Begin jaren zeventig stap ik een uitzendbureau in Utrecht binnen. Of men nog een eenvoudig baantje voor een paar weken voor mij heeft, is mijn vraag. De medewerkster kijkt me peinzend aan. ‘Kan je typen?’ Na mijn bevestigend antwoord vervolgt zij: ‘je moet wel honderdveertig aanslagen per minuut halen.’ Haar toon verraadt dat zij niet verwacht dat het mij gaat lukken.
Ik was ooit begonnen op de oude Remington van mijn vader. Met twee vingers tikte ik alle winnaars van de atletieknummers op de Olympische Spelen over. Die stonden in een boek, dat wij bij elkaar hadden gespaard met pakjes Brio-boter. Vele jaren later, na het begin van mijn studie, had ik een goedkope Underwood gekocht. Ik typte nog altijd met twee wijsvingers, maar de verslagen en rapporten die de studie verlangde ramde ik er in een snel tempo uit.
Zo doe ik dat ook met een tekst in een hoekje van het uitzendbureau. Of ik precies de honderdveertig aanslagen gehaald heb, is niet duidelijk, maar de medewerkster vindt het voldoende. In ieder geval, zo denk ik achteraf, voor de werkgever die een typiste (m/v) zoekt, de faculteit Geografie van de Rijksuniversiteit Utrecht. Men heeft snel iemand nodig, er ligt een hoop achterstallig werk, dus ik kan de volgende dag beginnen.

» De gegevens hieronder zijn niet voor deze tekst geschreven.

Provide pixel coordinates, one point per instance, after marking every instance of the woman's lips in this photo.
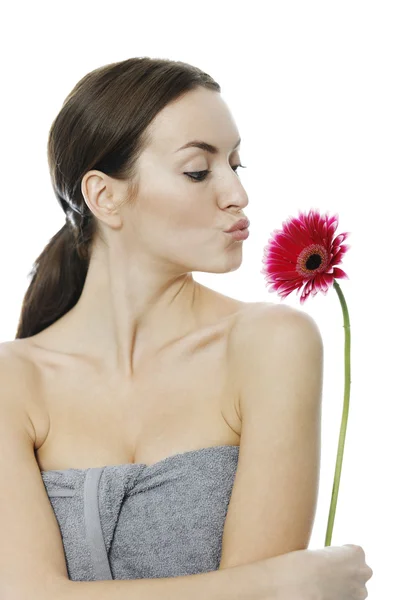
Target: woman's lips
(240, 234)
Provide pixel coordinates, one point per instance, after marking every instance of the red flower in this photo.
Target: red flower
(304, 252)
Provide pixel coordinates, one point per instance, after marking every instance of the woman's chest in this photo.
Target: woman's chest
(183, 399)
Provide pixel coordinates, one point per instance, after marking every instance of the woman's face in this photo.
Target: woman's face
(176, 220)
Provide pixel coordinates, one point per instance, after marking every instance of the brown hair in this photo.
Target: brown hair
(102, 125)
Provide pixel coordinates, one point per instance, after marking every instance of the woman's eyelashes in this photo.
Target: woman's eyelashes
(201, 175)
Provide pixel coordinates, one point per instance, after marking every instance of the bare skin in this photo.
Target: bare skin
(138, 370)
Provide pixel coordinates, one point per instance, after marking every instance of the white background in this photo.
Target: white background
(314, 89)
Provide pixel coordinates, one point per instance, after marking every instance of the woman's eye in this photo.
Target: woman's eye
(201, 175)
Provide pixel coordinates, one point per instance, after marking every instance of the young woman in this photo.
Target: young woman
(130, 388)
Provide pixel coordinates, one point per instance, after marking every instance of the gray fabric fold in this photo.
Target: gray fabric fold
(136, 521)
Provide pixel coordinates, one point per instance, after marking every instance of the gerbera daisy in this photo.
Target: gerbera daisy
(304, 253)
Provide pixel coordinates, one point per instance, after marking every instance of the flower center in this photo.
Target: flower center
(311, 260)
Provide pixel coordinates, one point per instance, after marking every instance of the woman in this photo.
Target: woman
(130, 382)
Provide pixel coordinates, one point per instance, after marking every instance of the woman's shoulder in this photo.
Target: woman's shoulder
(19, 385)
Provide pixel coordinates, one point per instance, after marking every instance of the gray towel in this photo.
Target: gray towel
(135, 521)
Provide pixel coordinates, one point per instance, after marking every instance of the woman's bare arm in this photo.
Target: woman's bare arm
(236, 583)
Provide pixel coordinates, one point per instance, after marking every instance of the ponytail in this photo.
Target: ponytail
(57, 279)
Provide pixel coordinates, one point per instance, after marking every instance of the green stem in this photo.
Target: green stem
(342, 436)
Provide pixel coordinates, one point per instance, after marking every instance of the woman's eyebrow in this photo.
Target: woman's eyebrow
(205, 146)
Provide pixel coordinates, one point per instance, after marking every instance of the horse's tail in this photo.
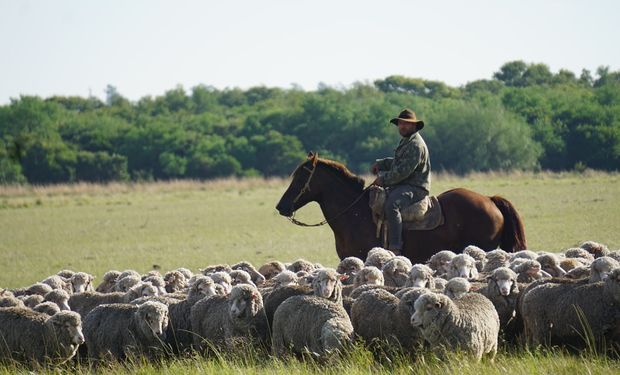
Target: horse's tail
(513, 233)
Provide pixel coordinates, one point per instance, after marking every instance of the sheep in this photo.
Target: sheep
(84, 303)
(421, 276)
(123, 330)
(349, 266)
(270, 269)
(396, 271)
(36, 337)
(503, 291)
(222, 278)
(58, 282)
(495, 259)
(301, 265)
(550, 263)
(257, 278)
(379, 315)
(440, 262)
(595, 248)
(457, 287)
(109, 281)
(32, 300)
(81, 282)
(311, 323)
(179, 332)
(377, 257)
(478, 254)
(47, 308)
(577, 252)
(574, 314)
(530, 270)
(123, 284)
(240, 277)
(226, 321)
(59, 297)
(464, 266)
(470, 323)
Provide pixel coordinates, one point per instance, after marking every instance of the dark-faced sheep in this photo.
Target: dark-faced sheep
(573, 313)
(36, 337)
(225, 322)
(122, 330)
(469, 324)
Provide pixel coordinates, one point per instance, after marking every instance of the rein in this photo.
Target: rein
(307, 188)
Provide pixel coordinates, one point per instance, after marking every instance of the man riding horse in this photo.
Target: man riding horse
(407, 176)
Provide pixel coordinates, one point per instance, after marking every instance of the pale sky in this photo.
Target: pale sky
(146, 47)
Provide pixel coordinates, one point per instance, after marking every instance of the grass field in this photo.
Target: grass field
(95, 228)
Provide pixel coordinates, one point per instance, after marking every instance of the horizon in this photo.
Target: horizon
(145, 48)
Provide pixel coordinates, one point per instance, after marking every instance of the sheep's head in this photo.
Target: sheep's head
(429, 309)
(244, 301)
(440, 262)
(602, 267)
(369, 275)
(421, 276)
(67, 327)
(60, 298)
(269, 270)
(463, 266)
(396, 271)
(503, 281)
(327, 284)
(457, 287)
(155, 315)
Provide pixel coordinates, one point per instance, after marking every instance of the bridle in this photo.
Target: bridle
(306, 189)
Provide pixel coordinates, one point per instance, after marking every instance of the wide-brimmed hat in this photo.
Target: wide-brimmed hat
(409, 116)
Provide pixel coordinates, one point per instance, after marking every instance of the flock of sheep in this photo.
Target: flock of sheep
(470, 302)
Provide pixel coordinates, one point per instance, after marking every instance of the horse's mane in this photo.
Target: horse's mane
(344, 172)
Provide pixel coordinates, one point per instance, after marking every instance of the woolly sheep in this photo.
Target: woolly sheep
(550, 263)
(270, 269)
(377, 256)
(123, 330)
(440, 262)
(470, 323)
(595, 248)
(225, 321)
(556, 313)
(47, 308)
(379, 315)
(59, 297)
(464, 266)
(529, 271)
(601, 268)
(478, 254)
(495, 259)
(457, 287)
(349, 266)
(32, 336)
(310, 323)
(396, 271)
(81, 282)
(109, 281)
(421, 276)
(256, 276)
(179, 331)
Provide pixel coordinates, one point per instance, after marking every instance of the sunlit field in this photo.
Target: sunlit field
(95, 228)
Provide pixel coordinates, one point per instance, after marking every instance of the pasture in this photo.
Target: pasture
(95, 228)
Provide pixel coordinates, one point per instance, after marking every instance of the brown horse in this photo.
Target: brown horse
(470, 218)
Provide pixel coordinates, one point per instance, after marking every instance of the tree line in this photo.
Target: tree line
(526, 117)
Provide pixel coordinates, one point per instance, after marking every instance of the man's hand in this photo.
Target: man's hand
(375, 168)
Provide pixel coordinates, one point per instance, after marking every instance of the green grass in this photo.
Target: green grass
(95, 228)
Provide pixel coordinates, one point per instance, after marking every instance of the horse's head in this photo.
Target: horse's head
(299, 192)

Om half negen ’s morgens loop ik een nog stille kantoorkolos aan de rand van Utrecht binnen. Ik struin een paar lege gangen door. De enige medewerker die ik vind zegt, zonder op te kijken van zijn papieren, dat er nog niemand van het secretariaat is. Tegen half tien verschijnt de eerste secretaresse en word ik aan het werk gezet. Het kost mij moeite mij te concentreren in een ruimte waar drie medewerksters boven hun typemachine zitten te kletsen. Nog geen uur later vraagt men hoe ik de koffie wil. Ik ben nog weinig opgeschoten en ga het liefste verder, maar er is geen ontkomen aan. Ik moet een uur lang met de dames koffie leuten. In het volgende uur ontstaat er iets van rust, onder het getik van de toetsen en het verschuiven van de rol. De middagpauze duurt van half een tot twee uur. Als de dames na een ruime theepauze om half vijf hun spullen gaan opruimen, pas ik me maar aan en doe ik hetzelfde. Ik heb nog geen vijf uur gewerkt maar ik durf niet te zeggen dat ik dit eigenlijk schandalig vind.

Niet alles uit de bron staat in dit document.